Managing change to ensure compliance

EY urges firms operating in the UK to take a number of steps in 2026 to maintain regulatory compliance: 

  • Plan for multiple scenarios to remain resilient and compliant. Take the opportunity to engage with both government and regulators on growth-linked policy priorities. A proactive approach can help improve understanding, shape reforms and prevent unintended consequences, EY argues. 
  • Identify key areas where regulatory rollback is unlikely, to help maintain focus. 
  • Prepare to navigate volatility. It is important to invest now in proactive and agile stress-testing capabilities, EY says, with a focus on scenario depth and contingency planning.
  • Plan for international fragmentation. The trend towards greater national regulation seems set to continue, it argues. 
  • Combat external threats. This includes harnessing data analytics and cybersecurity solutions to proactively detect, prevent and respond to both cybersecurity and financial crime threats. Embedding operational resilience into change and third-party management programmes is also vital, EY says. 
  • Explore digital transformation, such as using AI and automation to drive new efficiencies in operational processes and the management of customer interactions, while maintaining emphasis on regulatory fundamentals, such as robust controls. 
  • Balance technology innovation with ensuring compliance oversight and using AI to boost compliance capabilities. 
  • Strengthen governance.

Pressure from UK Government to regulate for growth

Christopher Woolard, Partner, Financial Services at EY says: “The UK financial services regulation is at a crossroads. Regulators face growing pressure to deliver on the government’s ‘regulate for growth’ agenda whilst maintaining market stability and consumer protection. 
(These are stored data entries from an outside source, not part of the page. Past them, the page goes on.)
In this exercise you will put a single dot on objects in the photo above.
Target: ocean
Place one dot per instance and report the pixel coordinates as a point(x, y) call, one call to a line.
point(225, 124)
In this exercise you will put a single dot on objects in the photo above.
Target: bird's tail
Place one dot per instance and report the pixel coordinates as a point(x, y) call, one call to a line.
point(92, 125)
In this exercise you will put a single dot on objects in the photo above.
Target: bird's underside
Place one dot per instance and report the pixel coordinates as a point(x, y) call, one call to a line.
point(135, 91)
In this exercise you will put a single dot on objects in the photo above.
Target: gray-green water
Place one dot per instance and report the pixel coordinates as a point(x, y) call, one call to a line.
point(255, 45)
“They must also grapple with four ongoing priorities: financial crime, operational resilience, AI and compliance, and navigating volatility.” 

“Firms operating in the UK should focus on these, alongside sector-specific issues, with all activity underpinned by robust internal governance and controls to help maintain regulatory compliance,” Christopher adds. 

“At the same time, they should engage proactively with policymakers to shape outcomes and deepen their understanding of the landscape as it evolves.”

EY’s research previously showed that while firms planned to increase their use of generative AI, their workforce lacked experience with the technology.

It has also highlighted divergent approaches to AI governance across major financial centres.